Мистер Грейнджер энергично кивнул. В темно-синем камзоле, высокий, сухощавый, коротко стриженный.
— И потом, аплодисменты… В храмах они запрещены, — сказала переводчица. — Мистер Грейнджер счастлив был выступать в Советском Союзе. Он постоянно чувствовал публику. Был прямой контакт. Орган приравнен к концертным инструментам.
Мистер Грейнджер опять энергично кивнул.
Савин-Ругоев, мистер Грейнджер и официальные лица вошли в Малый зал. Навстречу им направились Всеволод Николаевич и Ипполит Васильевич.
В глубине сцены имелась дверь. Она была полуоткрыта, и через нее в зал смотрели молодые аккомпаниаторы. Обсуждали.
— Читала беседу с журналистами? Его спросили: «А разве Баху не понравился бы рояль?» Он ответил: «А разве Рембрандту не понравился бы фотоаппарат?»

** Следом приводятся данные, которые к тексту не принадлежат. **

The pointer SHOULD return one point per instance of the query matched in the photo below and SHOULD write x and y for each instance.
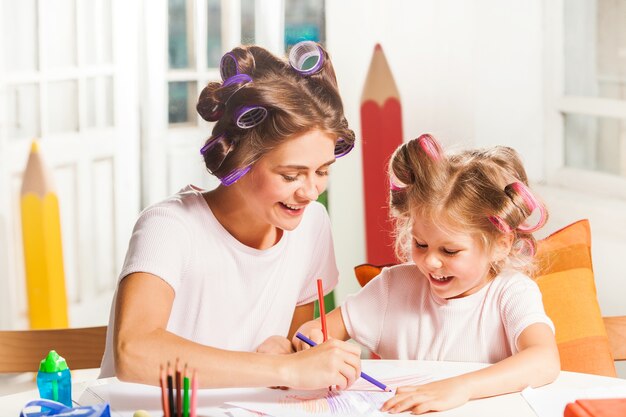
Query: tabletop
(126, 398)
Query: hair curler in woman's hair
(228, 66)
(306, 57)
(531, 203)
(500, 224)
(430, 146)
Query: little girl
(465, 295)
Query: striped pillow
(565, 278)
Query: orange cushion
(565, 278)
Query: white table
(509, 405)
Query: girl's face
(455, 264)
(282, 183)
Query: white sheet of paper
(550, 402)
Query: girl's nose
(433, 261)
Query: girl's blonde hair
(295, 104)
(477, 191)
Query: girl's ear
(502, 247)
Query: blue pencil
(363, 374)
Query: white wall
(471, 73)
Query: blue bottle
(54, 380)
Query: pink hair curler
(306, 57)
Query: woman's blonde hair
(482, 192)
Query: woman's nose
(433, 261)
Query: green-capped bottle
(54, 380)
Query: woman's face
(282, 183)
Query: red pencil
(166, 409)
(381, 131)
(320, 296)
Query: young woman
(465, 222)
(220, 278)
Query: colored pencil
(170, 391)
(363, 374)
(179, 397)
(320, 296)
(166, 411)
(381, 130)
(194, 394)
(43, 251)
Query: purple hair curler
(247, 117)
(228, 66)
(430, 146)
(210, 144)
(342, 148)
(306, 57)
(234, 176)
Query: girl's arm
(142, 344)
(536, 364)
(313, 330)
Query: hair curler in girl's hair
(234, 176)
(500, 224)
(430, 146)
(228, 66)
(525, 246)
(247, 117)
(531, 203)
(306, 57)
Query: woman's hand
(332, 363)
(275, 345)
(311, 329)
(436, 396)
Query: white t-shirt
(227, 295)
(398, 317)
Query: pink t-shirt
(398, 317)
(227, 295)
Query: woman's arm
(313, 330)
(536, 364)
(142, 344)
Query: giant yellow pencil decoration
(43, 254)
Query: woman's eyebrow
(304, 167)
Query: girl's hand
(436, 396)
(275, 345)
(333, 363)
(311, 329)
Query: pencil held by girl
(464, 227)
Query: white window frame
(557, 104)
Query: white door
(177, 67)
(68, 76)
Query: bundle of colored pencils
(175, 387)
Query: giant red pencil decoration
(381, 126)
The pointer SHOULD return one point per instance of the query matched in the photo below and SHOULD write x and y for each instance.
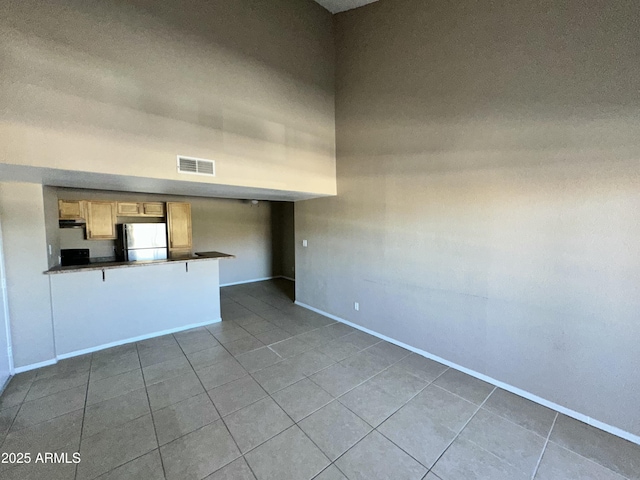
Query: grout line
(84, 413)
(216, 409)
(535, 470)
(462, 429)
(153, 420)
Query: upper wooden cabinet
(179, 229)
(128, 208)
(153, 209)
(101, 220)
(141, 209)
(71, 209)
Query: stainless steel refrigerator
(142, 241)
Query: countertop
(198, 256)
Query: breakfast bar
(101, 305)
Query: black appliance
(74, 256)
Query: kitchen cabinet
(141, 209)
(128, 209)
(101, 220)
(153, 209)
(71, 209)
(179, 229)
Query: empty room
(319, 239)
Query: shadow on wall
(489, 192)
(247, 80)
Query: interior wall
(121, 88)
(6, 355)
(231, 226)
(288, 240)
(488, 207)
(25, 256)
(282, 237)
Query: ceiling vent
(196, 166)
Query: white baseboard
(247, 281)
(257, 280)
(33, 366)
(523, 393)
(114, 344)
(5, 385)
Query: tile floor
(278, 392)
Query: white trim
(5, 300)
(256, 280)
(33, 366)
(6, 384)
(523, 393)
(136, 339)
(247, 281)
(113, 344)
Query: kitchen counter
(107, 303)
(198, 256)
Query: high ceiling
(335, 6)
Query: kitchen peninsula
(101, 305)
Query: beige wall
(25, 257)
(488, 205)
(121, 88)
(229, 226)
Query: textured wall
(25, 257)
(122, 87)
(488, 209)
(229, 226)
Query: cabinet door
(179, 227)
(128, 208)
(70, 209)
(101, 220)
(153, 209)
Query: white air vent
(196, 166)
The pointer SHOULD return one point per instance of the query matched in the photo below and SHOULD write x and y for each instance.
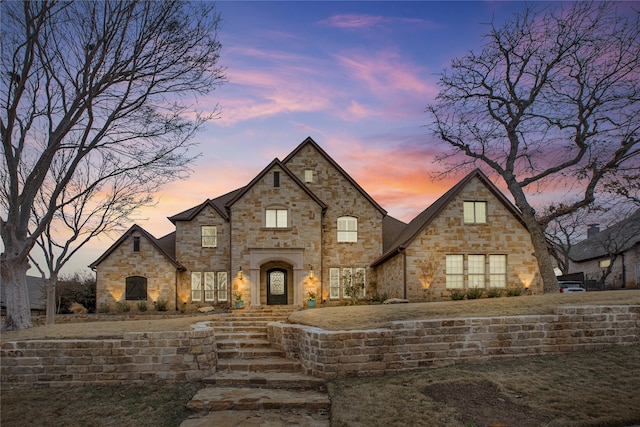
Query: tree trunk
(51, 299)
(538, 238)
(16, 294)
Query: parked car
(568, 287)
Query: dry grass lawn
(345, 318)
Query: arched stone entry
(290, 260)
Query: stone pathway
(255, 385)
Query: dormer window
(475, 212)
(308, 176)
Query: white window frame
(498, 271)
(196, 286)
(476, 271)
(276, 218)
(455, 271)
(347, 229)
(475, 212)
(209, 236)
(334, 283)
(223, 286)
(308, 176)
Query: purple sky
(355, 76)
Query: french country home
(303, 226)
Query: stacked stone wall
(418, 344)
(137, 357)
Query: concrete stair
(255, 385)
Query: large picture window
(136, 288)
(209, 236)
(276, 218)
(475, 212)
(455, 271)
(498, 271)
(347, 229)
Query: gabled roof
(420, 222)
(616, 239)
(311, 142)
(266, 170)
(165, 245)
(218, 204)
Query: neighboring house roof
(420, 222)
(310, 141)
(165, 245)
(266, 170)
(616, 239)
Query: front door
(277, 287)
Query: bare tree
(552, 101)
(93, 86)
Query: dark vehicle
(567, 287)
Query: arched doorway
(277, 286)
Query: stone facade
(331, 234)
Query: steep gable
(423, 219)
(164, 245)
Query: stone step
(288, 417)
(248, 399)
(234, 342)
(288, 380)
(252, 353)
(263, 364)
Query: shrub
(494, 293)
(160, 305)
(516, 291)
(457, 294)
(474, 293)
(122, 306)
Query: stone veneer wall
(137, 357)
(423, 343)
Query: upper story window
(347, 229)
(209, 236)
(308, 176)
(276, 218)
(475, 212)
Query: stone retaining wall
(137, 357)
(416, 344)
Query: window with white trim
(209, 236)
(308, 176)
(347, 229)
(498, 271)
(476, 269)
(455, 271)
(196, 286)
(340, 279)
(210, 286)
(475, 212)
(276, 218)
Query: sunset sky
(355, 76)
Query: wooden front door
(277, 287)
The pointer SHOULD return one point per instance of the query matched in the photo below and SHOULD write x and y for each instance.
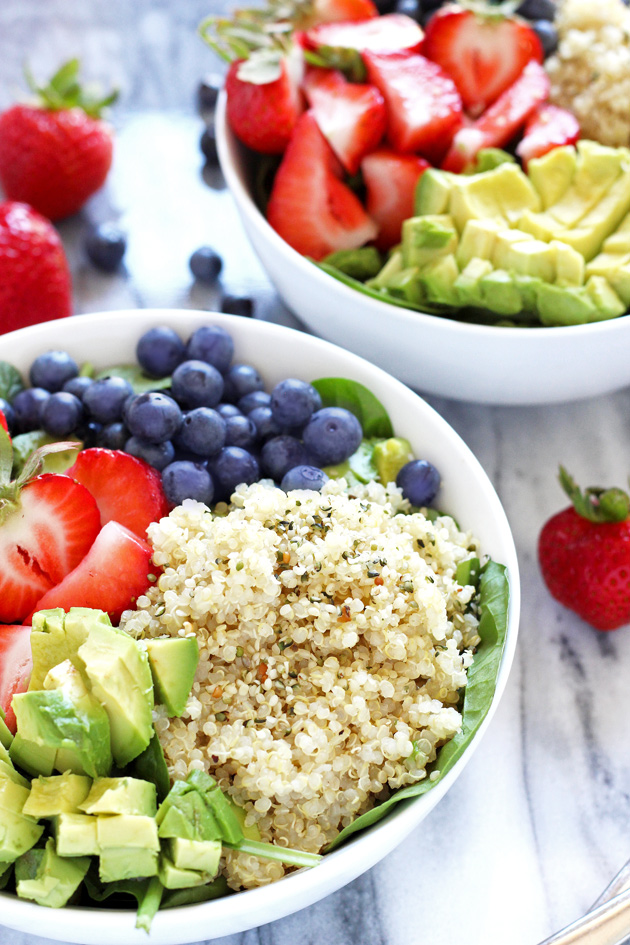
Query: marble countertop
(537, 824)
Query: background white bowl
(278, 352)
(435, 355)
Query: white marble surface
(538, 823)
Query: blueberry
(282, 453)
(233, 466)
(197, 384)
(304, 477)
(418, 481)
(293, 402)
(105, 398)
(242, 379)
(27, 407)
(212, 344)
(105, 246)
(332, 435)
(153, 417)
(158, 455)
(113, 436)
(61, 414)
(159, 351)
(52, 369)
(237, 305)
(185, 480)
(205, 264)
(240, 431)
(203, 431)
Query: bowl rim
(229, 147)
(358, 853)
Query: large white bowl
(435, 355)
(467, 493)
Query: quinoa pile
(590, 72)
(334, 642)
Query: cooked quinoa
(590, 73)
(334, 643)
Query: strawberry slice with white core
(309, 206)
(127, 490)
(423, 105)
(16, 664)
(483, 53)
(113, 574)
(498, 126)
(390, 33)
(547, 128)
(351, 116)
(390, 181)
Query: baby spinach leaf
(369, 411)
(478, 694)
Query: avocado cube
(60, 794)
(173, 662)
(120, 796)
(76, 835)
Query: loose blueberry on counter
(61, 414)
(304, 477)
(185, 480)
(419, 481)
(159, 351)
(52, 369)
(153, 417)
(205, 264)
(197, 384)
(212, 344)
(105, 246)
(332, 435)
(237, 305)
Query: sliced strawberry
(42, 538)
(389, 33)
(113, 574)
(351, 116)
(547, 128)
(424, 107)
(502, 121)
(309, 206)
(127, 490)
(263, 115)
(16, 664)
(390, 181)
(483, 54)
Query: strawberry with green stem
(584, 554)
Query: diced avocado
(552, 173)
(61, 794)
(120, 678)
(390, 456)
(49, 879)
(173, 662)
(201, 855)
(120, 796)
(500, 294)
(477, 241)
(76, 835)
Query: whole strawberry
(34, 277)
(56, 153)
(584, 554)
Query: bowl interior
(278, 352)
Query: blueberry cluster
(213, 428)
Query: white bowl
(467, 493)
(435, 355)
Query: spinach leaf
(482, 679)
(369, 411)
(11, 382)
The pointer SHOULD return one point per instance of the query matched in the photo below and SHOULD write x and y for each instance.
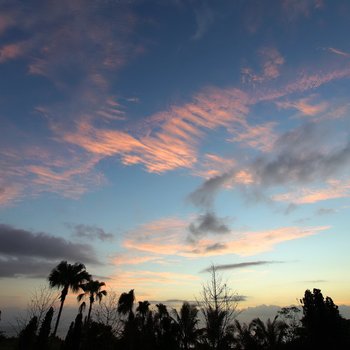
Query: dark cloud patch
(90, 232)
(215, 247)
(315, 281)
(302, 158)
(325, 211)
(208, 223)
(24, 253)
(25, 266)
(240, 265)
(204, 196)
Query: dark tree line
(210, 324)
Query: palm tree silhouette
(187, 321)
(92, 289)
(67, 276)
(126, 303)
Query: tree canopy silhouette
(68, 277)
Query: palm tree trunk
(89, 313)
(63, 298)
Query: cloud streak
(240, 265)
(169, 237)
(25, 253)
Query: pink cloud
(168, 236)
(213, 165)
(294, 9)
(272, 61)
(304, 82)
(11, 51)
(175, 143)
(6, 21)
(304, 106)
(135, 259)
(259, 137)
(335, 189)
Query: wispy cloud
(338, 52)
(259, 137)
(169, 237)
(180, 129)
(272, 61)
(136, 259)
(31, 254)
(144, 280)
(208, 223)
(335, 189)
(304, 106)
(241, 265)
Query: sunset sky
(150, 139)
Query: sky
(151, 139)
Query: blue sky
(150, 139)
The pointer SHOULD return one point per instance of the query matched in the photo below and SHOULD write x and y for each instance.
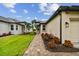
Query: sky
(30, 11)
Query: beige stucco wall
(54, 26)
(66, 35)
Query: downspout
(60, 28)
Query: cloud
(25, 11)
(44, 19)
(36, 18)
(9, 5)
(28, 18)
(33, 5)
(19, 16)
(47, 8)
(12, 10)
(47, 13)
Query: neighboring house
(64, 23)
(11, 25)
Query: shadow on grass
(60, 48)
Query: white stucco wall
(54, 26)
(66, 35)
(4, 28)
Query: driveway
(37, 48)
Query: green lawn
(14, 45)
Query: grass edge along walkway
(15, 45)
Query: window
(12, 27)
(16, 27)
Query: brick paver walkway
(37, 48)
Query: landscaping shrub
(51, 44)
(68, 43)
(4, 34)
(50, 39)
(51, 36)
(9, 33)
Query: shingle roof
(63, 8)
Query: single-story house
(40, 26)
(11, 25)
(64, 23)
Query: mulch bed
(61, 48)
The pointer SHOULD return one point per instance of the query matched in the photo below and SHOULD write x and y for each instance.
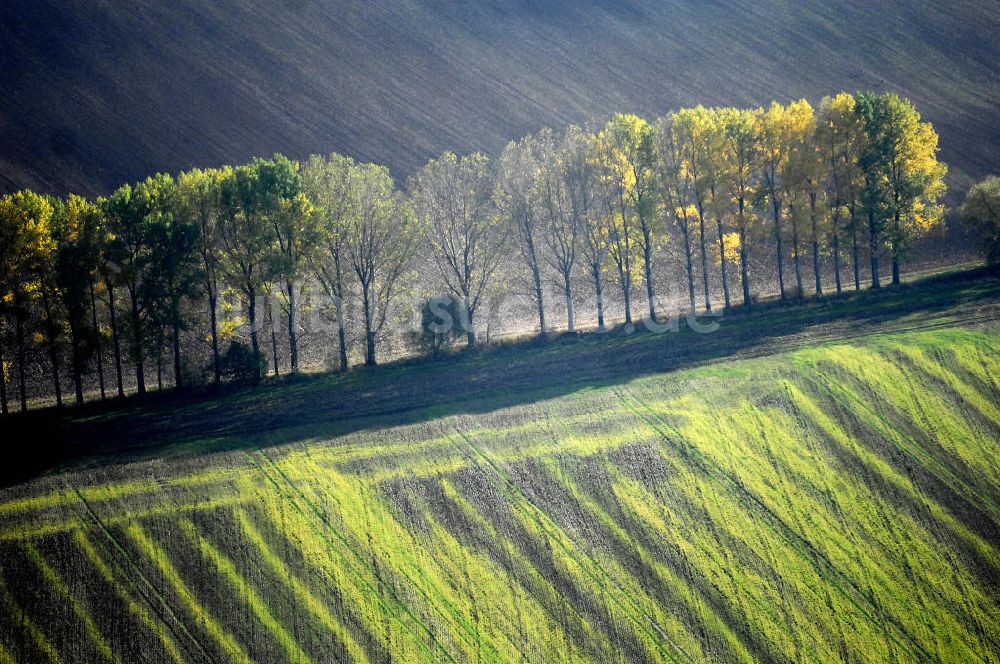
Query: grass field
(828, 492)
(97, 94)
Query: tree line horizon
(127, 274)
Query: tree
(840, 136)
(675, 190)
(800, 182)
(903, 179)
(740, 153)
(775, 149)
(280, 199)
(566, 186)
(25, 239)
(199, 200)
(130, 212)
(981, 212)
(174, 276)
(76, 236)
(437, 324)
(328, 184)
(627, 149)
(247, 242)
(461, 226)
(518, 198)
(380, 241)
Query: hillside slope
(96, 93)
(837, 502)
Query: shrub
(981, 213)
(440, 318)
(239, 364)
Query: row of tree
(127, 273)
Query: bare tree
(461, 227)
(380, 243)
(517, 196)
(567, 192)
(327, 183)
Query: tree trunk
(626, 280)
(776, 206)
(178, 376)
(3, 383)
(704, 257)
(115, 341)
(873, 247)
(22, 382)
(647, 247)
(98, 346)
(813, 221)
(722, 262)
(855, 253)
(595, 270)
(53, 351)
(568, 292)
(213, 303)
(254, 342)
(836, 261)
(470, 330)
(538, 298)
(341, 335)
(795, 249)
(293, 337)
(159, 370)
(140, 374)
(686, 231)
(744, 271)
(895, 260)
(77, 360)
(369, 332)
(274, 337)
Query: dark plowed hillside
(99, 92)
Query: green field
(836, 500)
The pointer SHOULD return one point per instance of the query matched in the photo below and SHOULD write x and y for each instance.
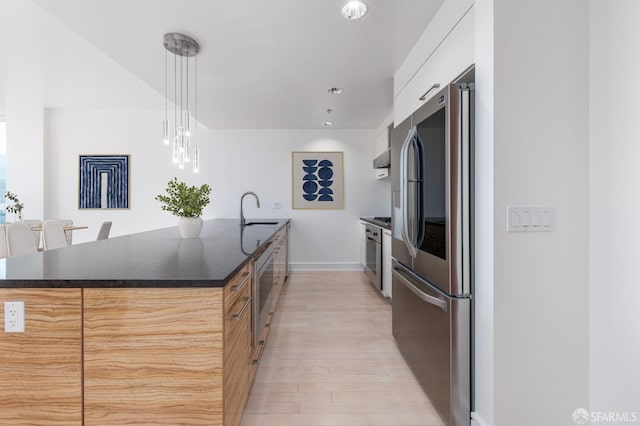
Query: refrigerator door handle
(404, 204)
(418, 229)
(440, 303)
(463, 221)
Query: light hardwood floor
(331, 360)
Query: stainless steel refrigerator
(432, 247)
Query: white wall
(541, 149)
(484, 228)
(233, 161)
(25, 148)
(615, 203)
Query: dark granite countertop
(159, 258)
(383, 225)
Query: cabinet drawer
(236, 319)
(236, 286)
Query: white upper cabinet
(443, 52)
(382, 144)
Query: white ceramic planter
(190, 227)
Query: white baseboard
(325, 266)
(476, 420)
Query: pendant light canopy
(185, 83)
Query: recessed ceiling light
(354, 10)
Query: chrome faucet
(242, 221)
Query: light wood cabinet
(237, 346)
(41, 369)
(134, 355)
(153, 356)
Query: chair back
(103, 234)
(68, 234)
(20, 239)
(53, 235)
(4, 252)
(32, 223)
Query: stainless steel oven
(373, 255)
(262, 290)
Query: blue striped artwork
(104, 182)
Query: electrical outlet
(14, 317)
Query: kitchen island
(146, 328)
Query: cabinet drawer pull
(237, 287)
(237, 316)
(423, 97)
(257, 360)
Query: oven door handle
(440, 303)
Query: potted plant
(16, 207)
(187, 203)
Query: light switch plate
(14, 317)
(530, 219)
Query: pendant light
(183, 150)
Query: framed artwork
(317, 180)
(104, 182)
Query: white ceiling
(263, 63)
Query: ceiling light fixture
(354, 10)
(328, 123)
(184, 47)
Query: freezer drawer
(433, 333)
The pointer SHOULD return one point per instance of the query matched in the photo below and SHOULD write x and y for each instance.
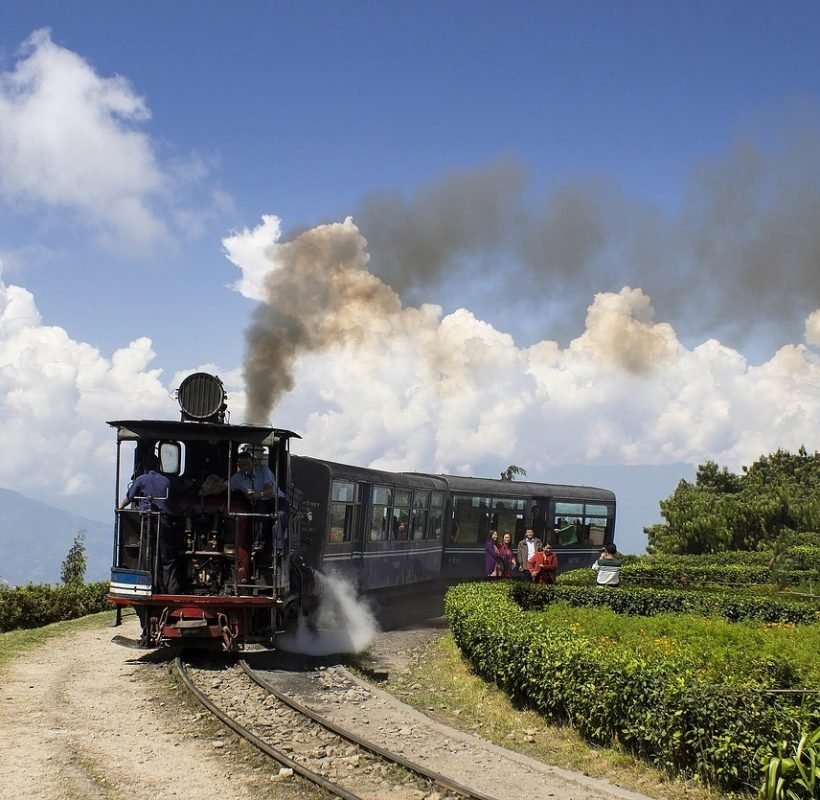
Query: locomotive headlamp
(202, 398)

— Посмотрите на Ипполита: кавалерист!
К наблюдательному пункту подошла Евгения Борисовна:
— Серьезнее надо быть.
— А мы серьезные, Евгения Борисовна.
— Не чувствуется. — Евгения Борисовна посмотрела на Киру Викторовну.
Кира Викторовна нервничала и не пыталась этого скрыть. Около Киры Викторовны стояла старушка, преподаватель хорового класса. Прижимала к груди пачку нот, футляр с очками и камертон.
— Этот мистер… — бормотала старушка. — У ребят руки и ноги отнимутся. Кирочка…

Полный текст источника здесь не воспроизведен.